In this ultra-digital age, it's odd to think that coupons are still mostly a paper-based business that uses manual processing.
Granted, digital coupons are growing all the time, but the dominant share come from Sunday-newspaper freestanding inserts (FSIs). Moreover, those paper coupons still have to be collected at the store and sent on a byzantine journey through manual counting houses, many of them South of the Border.
But that may be about to change, according to Gary W. Oakley, chairman and CEO of ICN (Intelligent Clearing Network, New Canaan, Conn., which has developed an automated coupon redemption system that he talked about at the National Retail Federation's Annual Convention and Expo. I found him at the Cognizant booth, Cognizant being an IT outsourcing firm with which ICN is partnering.
Oakley said his digital coupon redemption system will be rolled out later this year by a mid-sized regional grocer he declined to identify. The system promises to cut retail labor costs while trimming CPG manufacturer's coupon processing costs and reducing fraud. ICN is also partnering with coupon processor Inmar to get CPG firms onboard with this technology.

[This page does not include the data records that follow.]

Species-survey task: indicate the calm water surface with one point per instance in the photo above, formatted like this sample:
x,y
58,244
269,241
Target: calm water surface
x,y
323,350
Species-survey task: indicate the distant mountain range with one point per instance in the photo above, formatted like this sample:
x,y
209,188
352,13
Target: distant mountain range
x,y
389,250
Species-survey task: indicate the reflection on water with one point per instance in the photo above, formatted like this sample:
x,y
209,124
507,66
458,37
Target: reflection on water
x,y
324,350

Interestingly, the system is based on the fact that this year, after many delays, coupons will be sporting the GS1 DataBar as the sole bar code. The DataBar contains an offer code, telling what the offer is and exactly whom the retailer should bill for reimbursement. The ICN system, said Oakley, is "dependent on the DataBar."

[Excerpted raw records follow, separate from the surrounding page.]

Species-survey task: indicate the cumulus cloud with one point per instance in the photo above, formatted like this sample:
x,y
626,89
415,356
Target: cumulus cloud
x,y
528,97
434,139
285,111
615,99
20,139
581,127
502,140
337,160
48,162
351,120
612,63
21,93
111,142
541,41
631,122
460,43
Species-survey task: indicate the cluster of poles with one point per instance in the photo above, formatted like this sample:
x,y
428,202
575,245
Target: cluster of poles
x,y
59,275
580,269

As I outlined in an SN story in the Jan. 9, 2012, issue, the first quarter will mark the transition of many large CPG firms to DataBar-only coupons from coupons that shared the DataBar with the traditional UPC-A code.
If automated coupon processing takes off, it would be a "disruptive" technology in the grocery business, acknowledged Oakley. But the costly and fraud-ridden coupon redemption system needs disrupting.